#!/bin/bash
#
# Copyright (c) 2016 Wind River Systems, Inc.
#
# SPDX-License-Identifier: Apache-2.0
#

#
# The patching subsystem provides a patch-functions bash source file
# with useful function and variable definitions.
#
. /etc/patching/patch-functions

#
# We can now check to see what type of node we're on, if it's locked, etc,
# and act accordingly
#

#
# Declare an overall script return code
#
declare -i GLOBAL_RC=$PATCH_STATUS_OK

#
# Handle restarting Cinder services
#

# Syntax:("<service_name>   <timeout>     <initialize_interval>      <behavior after timeout>"\)
SERVICES=("cinder-volume    30            30                        kill"\
          "cinder-scheduler 50            20                        kill"\
          "cinder-api       30            20                        kill")
# where:
#   <service_name> = name of executable file reported by ps
#   <timeout> = how much to wait for the process to gracefully shutdown
#   <behavior after timeout> = either 'kill' the process with SIGKILL or 'leave' it running
#            the idea is to avoid leaving behind processes that are degraded, better have 
#            new ones re-spawn
#   <initialize interval> = how much to wait before the new process can be considered available.
#            The processes are restarted by sm by running the ocf scripts at
#            /usr/lib/ocf/resource.d/openstack/cinder-*. These scripts have a very good service init
#            monitoring routine. We just have to make sure that they don't hang while restarting.
#            The values are taken from SM, but we don't wait for any retry.
#            Note: cinder-volume timeout is set to 180 secs in sm which is too much for our controlled
#            restart


function get_pid {
    local service=$1
    PID=$(cat /var/run/resource-agents/$service.pid)
    echo "$PID"
}

if is_controller
then
    # Cinder services only run on the controller

    if [ ! -f $PATCH_FLAGDIR/cinder.restarted ]
    then
        touch $PATCH_FLAGDIR/cinder.restarted
        # cinder-volume uses this to know that its new process was restarted by in-service patching
        touch $PATCH_FLAGDIR/cinder.restarting 
        for s in "${SERVICES[@]}"; do
            set -- $s
            service="$1"
            timeout="$2"
            initialize_interval="$3"
            after_timeout="$4"
            new_process="false"

            # Check SM to see if service is running
            sm-query service $service | grep -q 'enabled-active'
            if [ $? -eq 0 ]
            then
                loginfo "$0: Restarting $service"

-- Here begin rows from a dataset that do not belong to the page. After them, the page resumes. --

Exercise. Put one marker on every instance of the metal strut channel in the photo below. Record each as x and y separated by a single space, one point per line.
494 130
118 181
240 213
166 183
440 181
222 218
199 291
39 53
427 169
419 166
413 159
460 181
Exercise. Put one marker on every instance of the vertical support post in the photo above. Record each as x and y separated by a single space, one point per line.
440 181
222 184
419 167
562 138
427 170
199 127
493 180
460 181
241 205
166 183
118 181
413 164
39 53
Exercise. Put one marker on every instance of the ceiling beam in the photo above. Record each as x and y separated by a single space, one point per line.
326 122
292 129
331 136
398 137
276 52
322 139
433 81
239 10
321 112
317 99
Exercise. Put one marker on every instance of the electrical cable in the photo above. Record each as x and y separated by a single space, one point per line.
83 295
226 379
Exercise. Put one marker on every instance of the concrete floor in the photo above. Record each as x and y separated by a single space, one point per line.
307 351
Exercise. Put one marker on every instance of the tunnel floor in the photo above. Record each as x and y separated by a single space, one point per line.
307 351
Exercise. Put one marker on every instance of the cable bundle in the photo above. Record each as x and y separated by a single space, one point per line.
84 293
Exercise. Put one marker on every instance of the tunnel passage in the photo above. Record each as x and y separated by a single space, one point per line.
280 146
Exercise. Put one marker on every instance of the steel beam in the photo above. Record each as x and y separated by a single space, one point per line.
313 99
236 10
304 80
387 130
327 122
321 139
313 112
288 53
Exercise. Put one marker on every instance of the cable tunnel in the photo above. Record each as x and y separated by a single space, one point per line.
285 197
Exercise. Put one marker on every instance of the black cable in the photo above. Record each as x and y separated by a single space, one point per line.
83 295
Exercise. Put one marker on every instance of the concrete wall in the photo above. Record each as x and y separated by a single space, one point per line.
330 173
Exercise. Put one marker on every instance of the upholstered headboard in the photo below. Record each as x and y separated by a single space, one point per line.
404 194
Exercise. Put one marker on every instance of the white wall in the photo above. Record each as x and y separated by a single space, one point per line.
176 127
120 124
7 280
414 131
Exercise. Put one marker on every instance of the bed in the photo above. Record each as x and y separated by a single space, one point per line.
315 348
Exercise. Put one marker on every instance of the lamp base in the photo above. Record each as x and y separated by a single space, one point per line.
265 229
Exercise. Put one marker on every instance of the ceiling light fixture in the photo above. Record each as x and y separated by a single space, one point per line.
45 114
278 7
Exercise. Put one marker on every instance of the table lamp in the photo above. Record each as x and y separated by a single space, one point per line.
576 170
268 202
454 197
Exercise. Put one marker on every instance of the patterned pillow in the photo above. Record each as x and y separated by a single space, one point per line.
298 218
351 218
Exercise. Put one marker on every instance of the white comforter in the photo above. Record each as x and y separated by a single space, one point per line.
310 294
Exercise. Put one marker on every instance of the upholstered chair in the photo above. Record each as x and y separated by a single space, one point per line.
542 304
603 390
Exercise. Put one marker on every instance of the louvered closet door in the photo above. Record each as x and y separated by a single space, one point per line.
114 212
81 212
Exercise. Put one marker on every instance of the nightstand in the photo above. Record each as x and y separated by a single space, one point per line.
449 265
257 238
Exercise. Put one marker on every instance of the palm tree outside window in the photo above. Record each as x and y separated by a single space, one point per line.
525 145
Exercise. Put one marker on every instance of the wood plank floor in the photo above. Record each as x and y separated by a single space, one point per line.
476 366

                # Get  PID
                PID=$(get_pid $service)

                # Send restart signal to process
                kill -s TERM $PID

                # Wait up to $timeout seconds for service to gracefully recover
                let -i UNTIL=$SECONDS+$timeout
                while [ $UNTIL -ge $SECONDS ]
                do
                    # Check to see if we have a new process
                    NEW_PID=$(get_pid $service)
                    if [[ "$PID" != "$NEW_PID" ]]
                    then
                        # We have a new process
                        new_process="true"
                        break
                    fi

                    # Still old process? Let's wait 5 seconds and check again
                    sleep 5
                done

                # Do a hard restart of the process if we still have the old one
                NEW_PID=$(get_pid $service)
                if [[ "$PID" == "$NEW_PID" ]]
                then
                    # we have the old process still running!
                    if [[ "$after_timeout" == "kill" ]]
                    then
                        loginfo "$0: Old process of $service failed to gracefully terminate in $timeout, killing it!"
                        # kill the old process
                        kill -s KILL $PID
                        # wait for a new process to be restarted by sm
                        let -i UNTIL=$SECONDS+10
                        while [ $UNTIL -ge $SECONDS ]
                        do
                            sleep 1
                            # Check to see if we have a new process
                            NEW_PID=$(get_pid $service)
                            if [[ !  -z  "$NEW_PID"  ]] && [[ "$PID" != "$NEW_PID" ]]
                            then
                                loginfo "$0: New process of $service started"
                                new_process="true"
                                break
                            fi
                        done
                    fi
                fi
 
                # Wait for the new process to complete initialisation
                if [[ "$new_process" == "true" ]]
                then
                    let -i UNTIL=$SECONDS+$initialize_interval
                    while [ $UNTIL -ge $SECONDS ]
                    do
                        # Note: Services are restarted by sm which runs the ocf start script.
                        # Sm reports enabled-active only *after* those scripts return success
                        sm-query service $service | grep -q 'enabled-active'
                        if [ $? -eq 0 ]
                        then
                            loginfo "$0: New process of $service started correctly"
                            break
                        fi
                        sleep 1
                    done
                fi

                sm-query service $service | grep -q 'enabled-active'
                if [ $? -ne 0 ]
                then
                    # Still not running! Clear the flag and mark the RC as failed
                    loginfo "$0: Failed to restart $service"
                    rm -f $PATCH_FLAGDIR/$service.restarted
                    GLOBAL_RC=$PATCH_STATUS_FAILED
                    sm-query service $service
                    break
                    # Note: break if any process in the SERVICES list fails
                fi
           fi
        done
    fi
fi
#
# Exit the script with the overall return code
#
rm -f $PATCH_FLAGDIR/cinder.restarting
exit $GLOBAL_RC